My designation is Anchor and Video Producer, and the role really is as simple as that. I write, produce and host videos day in and day out. Have you watched the latest episode of our weekly, Buzz This Week? (Shameless plug). Life has indeed become Stage + Cricket!!

  1. What role did Institute of Law Nirma University play in shaping, honing your skills?

ILNU’s role has been monumental, it’s like it gave me an opportunity to prepare for my audition tape every week when I was asked to emcee an event. The faculty and especially our Director, Prof. (Dr.) Poorvi Pokhariyal was so understanding of what my pursuits were and where I wanted to go!

  1. Tell us about your workplace and what a typical workday in your life looks like?

There are no ‘typical’ days at Cricbuzz!

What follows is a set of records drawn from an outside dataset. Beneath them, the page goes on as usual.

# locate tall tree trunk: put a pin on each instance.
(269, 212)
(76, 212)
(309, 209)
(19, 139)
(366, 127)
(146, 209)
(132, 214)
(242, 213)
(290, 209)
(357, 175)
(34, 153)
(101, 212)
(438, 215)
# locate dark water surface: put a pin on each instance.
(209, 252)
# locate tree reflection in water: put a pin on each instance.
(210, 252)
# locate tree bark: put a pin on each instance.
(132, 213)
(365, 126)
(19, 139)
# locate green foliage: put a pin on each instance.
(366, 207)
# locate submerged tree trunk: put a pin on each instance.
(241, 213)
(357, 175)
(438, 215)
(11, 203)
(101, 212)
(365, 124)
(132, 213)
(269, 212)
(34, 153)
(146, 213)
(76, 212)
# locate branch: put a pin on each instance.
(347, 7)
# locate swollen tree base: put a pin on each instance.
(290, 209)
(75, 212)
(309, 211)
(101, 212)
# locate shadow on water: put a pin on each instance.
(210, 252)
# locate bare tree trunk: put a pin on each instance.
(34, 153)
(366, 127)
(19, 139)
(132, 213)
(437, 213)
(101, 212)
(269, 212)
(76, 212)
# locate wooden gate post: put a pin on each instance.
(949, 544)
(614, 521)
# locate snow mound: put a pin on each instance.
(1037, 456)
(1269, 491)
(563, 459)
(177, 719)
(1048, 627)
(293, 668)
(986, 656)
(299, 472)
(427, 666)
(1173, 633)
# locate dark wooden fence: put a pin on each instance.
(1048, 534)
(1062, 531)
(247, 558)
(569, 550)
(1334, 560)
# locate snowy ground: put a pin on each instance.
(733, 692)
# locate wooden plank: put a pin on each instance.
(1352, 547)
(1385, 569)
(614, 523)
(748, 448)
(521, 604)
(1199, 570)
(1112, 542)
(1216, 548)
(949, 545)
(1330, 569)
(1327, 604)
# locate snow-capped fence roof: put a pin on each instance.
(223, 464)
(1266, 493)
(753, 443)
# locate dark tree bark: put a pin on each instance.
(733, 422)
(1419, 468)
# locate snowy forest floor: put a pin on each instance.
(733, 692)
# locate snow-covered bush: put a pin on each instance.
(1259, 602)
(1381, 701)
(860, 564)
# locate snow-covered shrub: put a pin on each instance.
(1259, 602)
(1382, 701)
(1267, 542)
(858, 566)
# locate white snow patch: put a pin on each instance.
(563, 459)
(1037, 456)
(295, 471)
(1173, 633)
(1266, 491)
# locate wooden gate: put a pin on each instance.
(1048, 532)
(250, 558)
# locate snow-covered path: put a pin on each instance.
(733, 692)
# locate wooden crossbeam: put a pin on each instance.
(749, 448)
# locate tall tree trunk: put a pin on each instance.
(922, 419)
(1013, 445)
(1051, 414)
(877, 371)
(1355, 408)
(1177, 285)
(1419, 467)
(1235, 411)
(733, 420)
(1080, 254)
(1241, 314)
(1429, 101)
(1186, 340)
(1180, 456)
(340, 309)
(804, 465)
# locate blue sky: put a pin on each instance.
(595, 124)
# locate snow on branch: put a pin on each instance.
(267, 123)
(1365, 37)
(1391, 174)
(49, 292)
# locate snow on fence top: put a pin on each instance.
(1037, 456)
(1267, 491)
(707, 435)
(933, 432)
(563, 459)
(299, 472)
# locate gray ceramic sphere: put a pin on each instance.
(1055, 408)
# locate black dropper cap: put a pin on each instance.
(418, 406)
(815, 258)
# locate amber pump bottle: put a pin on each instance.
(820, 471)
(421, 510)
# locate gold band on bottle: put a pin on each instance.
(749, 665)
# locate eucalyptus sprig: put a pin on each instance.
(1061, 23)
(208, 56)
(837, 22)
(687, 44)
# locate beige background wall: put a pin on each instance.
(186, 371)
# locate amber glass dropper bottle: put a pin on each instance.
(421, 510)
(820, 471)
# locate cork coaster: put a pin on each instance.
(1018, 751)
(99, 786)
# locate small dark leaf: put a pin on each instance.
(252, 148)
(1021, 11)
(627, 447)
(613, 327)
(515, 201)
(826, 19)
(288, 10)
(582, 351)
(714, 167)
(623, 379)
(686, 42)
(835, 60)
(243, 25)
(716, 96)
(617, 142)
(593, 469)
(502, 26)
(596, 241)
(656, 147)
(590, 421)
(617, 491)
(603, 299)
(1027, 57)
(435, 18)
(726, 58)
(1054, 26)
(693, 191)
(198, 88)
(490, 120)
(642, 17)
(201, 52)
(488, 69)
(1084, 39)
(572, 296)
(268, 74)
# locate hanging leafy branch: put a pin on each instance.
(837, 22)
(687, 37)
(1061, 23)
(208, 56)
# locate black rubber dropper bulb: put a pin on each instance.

One week we’re covering the series in New Zealand and hence, the shift starts at 4 AM in the morning, the next week, India’s playing a T20 in India so the shift starts at 6 PM in the evening. The nature of this sport and given how much of it is happening each week, it’s hard to describe what a typical day is like. But it involves lots of cricket watching, then creative discussions and writing of scripts, crunching numbers etc. But I think the real joy is in watching your idea take the shape of an actual video! Nothing beats that feeling! And that’s where my qualm with this industry also lies. There are just so many people who work behind making a show. There are editors who polish the show, GFX artists who embellish it with some stunning work, the director who ensures that the light, the camera focus the audio levels are all just perfect and yet, there’s not enough recognition for so many of them.

SO the next time you watch any video, just try and be that extra vigilant about how seamlessly the graphics flow, how easily the transitions happen and how good the music is. These people here create magic without which an anchor is just another face blurting out some lines.

  1. What according to you is the scope for lawyers in the sports journalism arena? Do you feel like your training as a lawyer has helped you in any way? Share a few suggestions for students interested in the field.

Journalism of any sort is much like the law, right? Your main job either involves writing or speaking or in some cases both. You’ve got to be succinct, sharp with your observations and be creative when need be. My time at Law School helped me immensely! As I mentioned earlier, the stage was like rehearsals for my audition.

I wrote for the CLEA ECL Summer School in 2016 and got a paper published while also being one of the speakers of the team that won the 9th BR Sawhney Moot Court competition in 2016. So, in effect, I was doing the writing and talking part way before I ended up doing it for money. But why I mentioned those two things here is also because I’d love for aspirants to know a couple of things as clearly as they can.

First, never leave room for regret, I decided to be a sports journalist and yet wrote a research paper and won a Moot Court competition because I wanted to explore it all. I didn’t want myself questioning my choice of becoming a Sports Journalist while I could’ve been a lawyer. It was only after all my pursuits towards being a Lawyer failed to excite me, that I went ahead and immersed myself fully into Sports Broadcast Journalism

Second, passion can be overrated and misleading. Also, passion may drive you but might not always end up dropping you where you want to go. I speak to so many people who want to be sports journalists, and when asked why, their answer is largely this 7-letter word – Passion. Passion is a very human emotion and sports draws that out in so many people across the globe. Evaluate yourself outside of the realm of passion. See if you want the life of a journalist, the pay of a journalist (which is a fraction of your lawyer friends’, at least initially) and whether or not you’ve left any room for regret. When you’ve done that analysis, and you’re still convinced, jump aboard the wagon of the best profession in the world!

As far as opportunities go, the internet has made it such an expansive field that you may be a Volleyball fan and if you have the journalistic inclinations in you, there’ll be a job for you not only abroad but within India.